With the catalogue Id, now we can tag this outfit entry in our Clothes Dairy with its identifier.
Testing and Analysis
For testing, I run the system against three month’s worth of captured images in faAi Clothes Dairy to tag each outfit identified with an id. Same id if clothes has been seen previously and a new id otherwise. I then measure an identification accuracy, which is defined as the success rate of the system in matching an outfit to an existing one. An outfit appears at an average of 5 times.
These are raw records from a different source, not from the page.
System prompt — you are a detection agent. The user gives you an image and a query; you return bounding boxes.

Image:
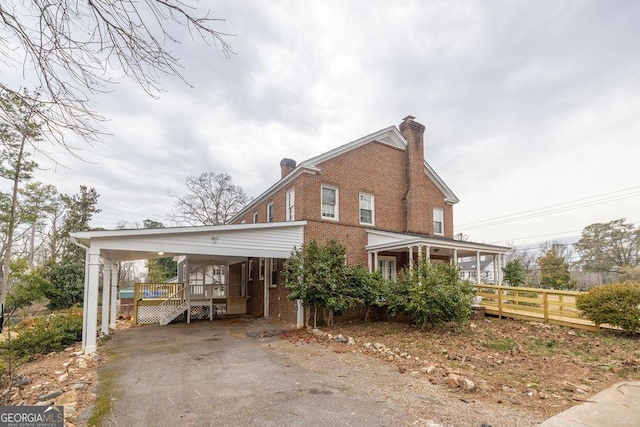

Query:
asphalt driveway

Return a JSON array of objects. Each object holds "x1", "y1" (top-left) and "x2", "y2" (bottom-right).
[{"x1": 99, "y1": 319, "x2": 405, "y2": 427}]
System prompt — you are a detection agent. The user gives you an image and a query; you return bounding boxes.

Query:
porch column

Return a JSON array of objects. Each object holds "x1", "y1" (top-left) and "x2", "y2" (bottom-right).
[
  {"x1": 109, "y1": 262, "x2": 118, "y2": 331},
  {"x1": 493, "y1": 254, "x2": 500, "y2": 285},
  {"x1": 409, "y1": 246, "x2": 413, "y2": 271},
  {"x1": 82, "y1": 247, "x2": 89, "y2": 351},
  {"x1": 296, "y1": 299, "x2": 304, "y2": 329},
  {"x1": 84, "y1": 247, "x2": 100, "y2": 354},
  {"x1": 101, "y1": 260, "x2": 111, "y2": 335}
]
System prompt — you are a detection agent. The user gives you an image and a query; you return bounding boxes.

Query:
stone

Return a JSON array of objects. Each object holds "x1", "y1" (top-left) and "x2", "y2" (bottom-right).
[
  {"x1": 336, "y1": 334, "x2": 349, "y2": 344},
  {"x1": 38, "y1": 389, "x2": 62, "y2": 402},
  {"x1": 56, "y1": 390, "x2": 78, "y2": 405}
]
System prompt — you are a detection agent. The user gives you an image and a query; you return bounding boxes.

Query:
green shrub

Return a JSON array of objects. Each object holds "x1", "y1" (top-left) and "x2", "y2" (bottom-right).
[
  {"x1": 9, "y1": 310, "x2": 82, "y2": 359},
  {"x1": 576, "y1": 283, "x2": 640, "y2": 334},
  {"x1": 385, "y1": 263, "x2": 474, "y2": 327}
]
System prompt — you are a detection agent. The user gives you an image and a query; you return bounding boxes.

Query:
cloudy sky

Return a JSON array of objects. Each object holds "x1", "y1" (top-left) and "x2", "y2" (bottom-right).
[{"x1": 5, "y1": 0, "x2": 640, "y2": 247}]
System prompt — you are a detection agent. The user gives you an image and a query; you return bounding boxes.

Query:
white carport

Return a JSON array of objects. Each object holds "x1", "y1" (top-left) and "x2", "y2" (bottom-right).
[{"x1": 71, "y1": 221, "x2": 306, "y2": 354}]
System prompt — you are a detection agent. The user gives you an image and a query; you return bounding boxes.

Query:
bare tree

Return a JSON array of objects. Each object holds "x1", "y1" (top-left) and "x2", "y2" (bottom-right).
[
  {"x1": 169, "y1": 172, "x2": 247, "y2": 225},
  {"x1": 0, "y1": 0, "x2": 232, "y2": 147}
]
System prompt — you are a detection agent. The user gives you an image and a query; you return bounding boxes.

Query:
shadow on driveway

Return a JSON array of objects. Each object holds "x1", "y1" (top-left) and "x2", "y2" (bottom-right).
[{"x1": 99, "y1": 318, "x2": 403, "y2": 427}]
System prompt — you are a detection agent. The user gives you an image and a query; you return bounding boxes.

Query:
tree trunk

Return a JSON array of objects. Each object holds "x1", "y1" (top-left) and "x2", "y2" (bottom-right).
[{"x1": 0, "y1": 134, "x2": 27, "y2": 304}]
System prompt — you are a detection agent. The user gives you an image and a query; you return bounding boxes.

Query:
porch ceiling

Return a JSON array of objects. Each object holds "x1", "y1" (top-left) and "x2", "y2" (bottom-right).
[
  {"x1": 71, "y1": 221, "x2": 306, "y2": 264},
  {"x1": 366, "y1": 230, "x2": 509, "y2": 258}
]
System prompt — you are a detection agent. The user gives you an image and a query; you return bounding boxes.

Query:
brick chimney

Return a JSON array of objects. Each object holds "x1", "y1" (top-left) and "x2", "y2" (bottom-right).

Accuracy on image sets with a good lighting, frontal view and less occlusion is decent at 50% however overall identification accuracy on all image sets is pretty low at 15%
Accuracy drop in good image sets are primarily attributed to the following:
- Miss-identification of outfit type during object detection phase which mainly due to confusion between several difficult classes E.g. long sleeve top vs short sleeve top, skirt vs shorts as explained in the previous section.
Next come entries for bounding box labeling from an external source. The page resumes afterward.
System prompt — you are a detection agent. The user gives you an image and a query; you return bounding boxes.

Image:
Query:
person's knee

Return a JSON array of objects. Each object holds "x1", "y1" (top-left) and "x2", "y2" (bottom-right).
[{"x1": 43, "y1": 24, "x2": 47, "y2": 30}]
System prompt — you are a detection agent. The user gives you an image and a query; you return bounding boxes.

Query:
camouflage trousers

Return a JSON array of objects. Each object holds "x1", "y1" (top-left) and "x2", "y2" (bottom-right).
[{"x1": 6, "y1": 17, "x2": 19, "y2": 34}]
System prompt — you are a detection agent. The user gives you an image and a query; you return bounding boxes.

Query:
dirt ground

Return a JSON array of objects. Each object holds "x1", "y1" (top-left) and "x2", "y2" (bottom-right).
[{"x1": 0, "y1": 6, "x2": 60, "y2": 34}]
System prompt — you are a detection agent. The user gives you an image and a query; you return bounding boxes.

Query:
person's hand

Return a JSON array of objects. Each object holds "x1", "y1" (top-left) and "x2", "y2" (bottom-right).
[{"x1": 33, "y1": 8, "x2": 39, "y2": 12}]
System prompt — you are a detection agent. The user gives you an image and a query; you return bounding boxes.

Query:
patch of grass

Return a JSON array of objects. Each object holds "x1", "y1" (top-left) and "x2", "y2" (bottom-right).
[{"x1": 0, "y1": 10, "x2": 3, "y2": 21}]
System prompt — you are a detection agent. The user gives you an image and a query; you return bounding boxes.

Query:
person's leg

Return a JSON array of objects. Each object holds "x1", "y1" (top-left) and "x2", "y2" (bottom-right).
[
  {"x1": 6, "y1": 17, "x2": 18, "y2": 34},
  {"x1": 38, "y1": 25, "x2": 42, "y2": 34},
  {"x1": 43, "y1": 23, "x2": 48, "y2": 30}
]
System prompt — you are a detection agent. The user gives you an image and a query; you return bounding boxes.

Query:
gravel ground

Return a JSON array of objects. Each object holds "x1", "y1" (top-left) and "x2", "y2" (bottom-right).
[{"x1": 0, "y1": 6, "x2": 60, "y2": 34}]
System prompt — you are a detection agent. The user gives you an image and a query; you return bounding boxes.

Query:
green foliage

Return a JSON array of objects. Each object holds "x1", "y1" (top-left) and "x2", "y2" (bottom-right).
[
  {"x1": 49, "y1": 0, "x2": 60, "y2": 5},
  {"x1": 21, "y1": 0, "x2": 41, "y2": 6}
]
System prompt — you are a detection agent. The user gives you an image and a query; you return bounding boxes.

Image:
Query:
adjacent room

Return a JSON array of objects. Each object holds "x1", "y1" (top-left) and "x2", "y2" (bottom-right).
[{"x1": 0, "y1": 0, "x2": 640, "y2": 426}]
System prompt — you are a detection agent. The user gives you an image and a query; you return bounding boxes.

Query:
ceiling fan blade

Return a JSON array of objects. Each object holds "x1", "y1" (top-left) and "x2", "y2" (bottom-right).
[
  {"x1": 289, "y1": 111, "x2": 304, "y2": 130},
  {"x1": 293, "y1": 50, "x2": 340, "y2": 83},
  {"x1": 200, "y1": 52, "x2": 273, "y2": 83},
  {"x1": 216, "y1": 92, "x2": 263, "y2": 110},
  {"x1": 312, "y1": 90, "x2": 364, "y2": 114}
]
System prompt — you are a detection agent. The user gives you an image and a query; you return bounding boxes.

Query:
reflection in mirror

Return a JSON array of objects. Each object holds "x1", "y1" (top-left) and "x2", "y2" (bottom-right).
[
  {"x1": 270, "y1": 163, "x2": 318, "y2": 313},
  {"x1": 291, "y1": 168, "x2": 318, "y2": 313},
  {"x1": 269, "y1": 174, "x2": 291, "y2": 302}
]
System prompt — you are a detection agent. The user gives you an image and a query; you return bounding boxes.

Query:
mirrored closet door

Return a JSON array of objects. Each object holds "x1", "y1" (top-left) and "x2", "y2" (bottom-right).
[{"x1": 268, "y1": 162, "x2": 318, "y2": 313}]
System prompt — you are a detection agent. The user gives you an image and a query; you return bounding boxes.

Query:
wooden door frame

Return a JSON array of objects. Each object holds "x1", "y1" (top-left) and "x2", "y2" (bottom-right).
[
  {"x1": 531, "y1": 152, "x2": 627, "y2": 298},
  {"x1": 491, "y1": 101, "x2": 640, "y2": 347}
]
- Bad texture area sampling. Though it is not very often, the Gram Matrix module sometimes picked areas outside clothes, E.g. hand, phone and bag. This happens a lot more often in a non frontal view photo especially with more challenging body postures. It is due to most of DeepFashion training sets annotate hand, phone, bag, etc to be part of the outfit which causes the trained model to behave the same.
Miss-identification in our object detection phase is a hard problem to solve without building a different and quite possibly inventing a new object detection architecture.
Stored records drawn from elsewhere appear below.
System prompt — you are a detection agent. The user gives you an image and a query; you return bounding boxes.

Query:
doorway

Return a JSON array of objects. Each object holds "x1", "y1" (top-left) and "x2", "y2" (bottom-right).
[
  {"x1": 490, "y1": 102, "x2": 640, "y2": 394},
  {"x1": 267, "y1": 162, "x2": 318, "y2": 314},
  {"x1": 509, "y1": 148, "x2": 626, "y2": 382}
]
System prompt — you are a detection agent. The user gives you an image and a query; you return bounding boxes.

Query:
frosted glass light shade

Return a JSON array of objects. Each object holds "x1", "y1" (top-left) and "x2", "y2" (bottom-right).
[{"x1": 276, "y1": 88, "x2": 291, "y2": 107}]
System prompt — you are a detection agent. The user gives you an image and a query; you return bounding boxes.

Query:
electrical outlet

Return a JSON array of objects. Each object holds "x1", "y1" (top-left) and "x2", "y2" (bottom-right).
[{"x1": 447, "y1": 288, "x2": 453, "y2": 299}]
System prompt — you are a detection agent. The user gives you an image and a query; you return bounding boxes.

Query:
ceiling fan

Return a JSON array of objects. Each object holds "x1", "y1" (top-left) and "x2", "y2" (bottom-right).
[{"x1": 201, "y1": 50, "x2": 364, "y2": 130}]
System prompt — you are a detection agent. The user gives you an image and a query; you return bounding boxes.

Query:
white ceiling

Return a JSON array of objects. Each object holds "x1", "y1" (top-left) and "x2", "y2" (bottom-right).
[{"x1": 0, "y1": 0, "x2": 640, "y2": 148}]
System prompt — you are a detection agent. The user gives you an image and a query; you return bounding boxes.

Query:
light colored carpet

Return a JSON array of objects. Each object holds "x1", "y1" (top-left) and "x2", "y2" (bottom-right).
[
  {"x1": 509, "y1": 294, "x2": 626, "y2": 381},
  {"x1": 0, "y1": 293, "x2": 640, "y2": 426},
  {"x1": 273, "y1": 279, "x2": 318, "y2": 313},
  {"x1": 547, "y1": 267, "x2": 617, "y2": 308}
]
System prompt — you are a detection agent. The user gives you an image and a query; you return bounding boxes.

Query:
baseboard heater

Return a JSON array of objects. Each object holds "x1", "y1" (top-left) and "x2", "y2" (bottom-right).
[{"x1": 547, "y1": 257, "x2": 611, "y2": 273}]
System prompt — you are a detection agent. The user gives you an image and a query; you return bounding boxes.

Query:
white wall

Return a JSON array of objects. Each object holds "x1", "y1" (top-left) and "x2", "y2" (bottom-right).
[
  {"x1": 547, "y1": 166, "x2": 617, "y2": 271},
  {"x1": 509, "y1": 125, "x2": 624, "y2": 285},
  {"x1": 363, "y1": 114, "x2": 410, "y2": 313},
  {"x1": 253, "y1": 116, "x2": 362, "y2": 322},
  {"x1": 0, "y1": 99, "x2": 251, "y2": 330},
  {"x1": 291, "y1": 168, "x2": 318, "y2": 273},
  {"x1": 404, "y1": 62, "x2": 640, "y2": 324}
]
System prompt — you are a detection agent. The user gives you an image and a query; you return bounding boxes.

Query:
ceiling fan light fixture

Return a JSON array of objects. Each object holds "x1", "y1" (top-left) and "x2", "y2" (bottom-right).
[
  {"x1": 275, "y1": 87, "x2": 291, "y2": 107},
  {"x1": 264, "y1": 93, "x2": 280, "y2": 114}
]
One idea is to incorporate body posture information to the AI to normalise an outfit deformation property such as rolled up sleeve around elbow. The same technique can also be used to improve the texture sampling so that we can choose better by avoiding limbs and poses which are not ideal.
Another interesting idea is to drop the texture sampling process all together, instead to generate finger print from all outfit region to minimise the chance of picking bad sample and train an end to end object matching model. Furthermore, we can also infused body posture information together with the outfit region to give more local context around different part of outfit to be able to generate a finger print which are not bias to location where it was sampled.
Last but surely the easiest, which I have actually done, is asking Yumi to give a perfect pose with clear visibility of her outfit. I know that it is a little bit annoying for her however, this will definitely help in combating both outfit miss-identification and bad texture sampling as the Gram Matrix finger printing itself already yields 85% accuracy given good texture samples. I should see an accuracy improvement in the next few weeks and summer time surely will help a lot in the lighting department!
It’s a pretty challenging phase and I don’t consider this to be solved yet as I will need a much higher identification accuracy like above 80% in order to build a recommendation system. However, I am pretty happy as I’ve learned a lot in the past few months!